HA ADOPTADO LA PRESENTE DIRECTIVA :

Artículo 1

Los Estados miembros dispondrán que los análisis previstos para los controles oficiales de los alimentos para animales , en lo que se refiere a su contenido en avoparcina y en monensina sódica , se efectúen de acuerdo con los métodos descritos en el Anexo .

Artículo 2

Los Estados miembros aplicarán las disposiciones legales , reglamentarias y administrativas necesarias para cumplir las disposiciones de la presente Directiva el 1 de diciembre de 1981 e informarán de ello a la Comisión .

Artículo 3

Los destinatarios de la presente Directiva serán los Estados miembros .

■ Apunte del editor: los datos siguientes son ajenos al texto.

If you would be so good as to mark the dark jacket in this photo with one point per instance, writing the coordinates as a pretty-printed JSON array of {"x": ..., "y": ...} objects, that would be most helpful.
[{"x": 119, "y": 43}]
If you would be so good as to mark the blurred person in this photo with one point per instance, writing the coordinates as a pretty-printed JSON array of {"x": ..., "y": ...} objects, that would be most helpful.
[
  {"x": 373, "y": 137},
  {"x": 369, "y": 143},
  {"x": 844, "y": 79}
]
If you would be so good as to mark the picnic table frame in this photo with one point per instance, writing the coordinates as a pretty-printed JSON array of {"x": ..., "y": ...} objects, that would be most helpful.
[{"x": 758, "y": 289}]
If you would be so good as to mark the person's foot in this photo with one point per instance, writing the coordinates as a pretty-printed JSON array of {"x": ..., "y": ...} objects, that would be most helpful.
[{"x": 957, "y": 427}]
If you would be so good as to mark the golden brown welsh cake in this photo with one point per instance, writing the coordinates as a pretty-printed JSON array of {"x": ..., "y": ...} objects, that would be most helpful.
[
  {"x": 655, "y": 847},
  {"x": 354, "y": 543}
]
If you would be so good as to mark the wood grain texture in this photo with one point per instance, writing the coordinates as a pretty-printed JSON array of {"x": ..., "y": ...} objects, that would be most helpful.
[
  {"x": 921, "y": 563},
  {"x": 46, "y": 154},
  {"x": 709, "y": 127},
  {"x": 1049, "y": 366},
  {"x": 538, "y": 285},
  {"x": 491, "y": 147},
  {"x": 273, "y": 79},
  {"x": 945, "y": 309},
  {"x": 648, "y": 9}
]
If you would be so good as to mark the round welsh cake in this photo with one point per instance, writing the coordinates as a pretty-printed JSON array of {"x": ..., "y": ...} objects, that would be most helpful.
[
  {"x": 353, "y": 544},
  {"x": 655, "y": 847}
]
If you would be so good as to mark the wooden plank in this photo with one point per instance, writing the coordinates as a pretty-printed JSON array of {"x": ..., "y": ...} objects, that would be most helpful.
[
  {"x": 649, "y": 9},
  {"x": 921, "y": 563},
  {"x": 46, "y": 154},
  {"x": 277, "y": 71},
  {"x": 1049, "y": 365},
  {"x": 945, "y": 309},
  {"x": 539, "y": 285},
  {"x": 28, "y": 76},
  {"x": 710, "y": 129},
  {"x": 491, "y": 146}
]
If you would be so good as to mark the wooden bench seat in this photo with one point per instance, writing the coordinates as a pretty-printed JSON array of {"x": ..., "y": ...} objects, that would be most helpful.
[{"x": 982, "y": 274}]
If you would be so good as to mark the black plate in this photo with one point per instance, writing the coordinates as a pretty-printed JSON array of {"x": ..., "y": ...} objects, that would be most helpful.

Hecho en Bruselas , el 31 de julio de 1981 .

Por la Comisión

El Presidente

Gaston THORN

(1) DO n º L 170 de 3 . 8 . 1970 , p. 2 .

(2) DO n º L 155 de 12 . 7 . 1971 , p. 13 .

(3) DO n º L 279 de 20 . 12 . 1971 , p. 7 .

(4) DO n º L 123 de 29 . 5 . 1972 , p. 6 .

(5) DO n º L 83 de 30 . 3 . 1973 , p. 21 .

(6) DO n º L 108 de 22 . 4 . 1974 , p. 7 .

(7) DO n º L 32 de 5 . 2 . 1975 , p. 26 .

(8) DO n º L 102 de 15 . 4 . 1976 , p. 8 .

(9) DO n º L 206 de 29 . 7 . 1978 , p. 43 .

ANEXO

1 . DETERMINACIÓN DE AVOPARCINA POR DIFUSIÓN DE GELOSA

1 . OBJETO Y ÁMBITO DE APLICACIÓN

El método permite determinar la avoparcina en los alimentos y en las premezclas . El límite inferior de la determinación es de 2 mg/kg ( 2ppm ) . La presencia de antibióticos polietéreos puede interferir en la determinación .

2 . PRINCIPIO

La muestra se somete a una extracción con una mezcla de acetona/agua/ácido clorhídrico . La actividad antibiótica del extracto se determina midiendo la difusión de la avoparcina en un medio gelosado , sembrado con Bacillus subtilis . La difusión se manifiesta por la formación de zonas de inhibición del microorganismo . El diámetro de estas zonas se considera directamente proporcional al logaritmo de la concentración en antibiótico para la gama de concentraciones utilizadas .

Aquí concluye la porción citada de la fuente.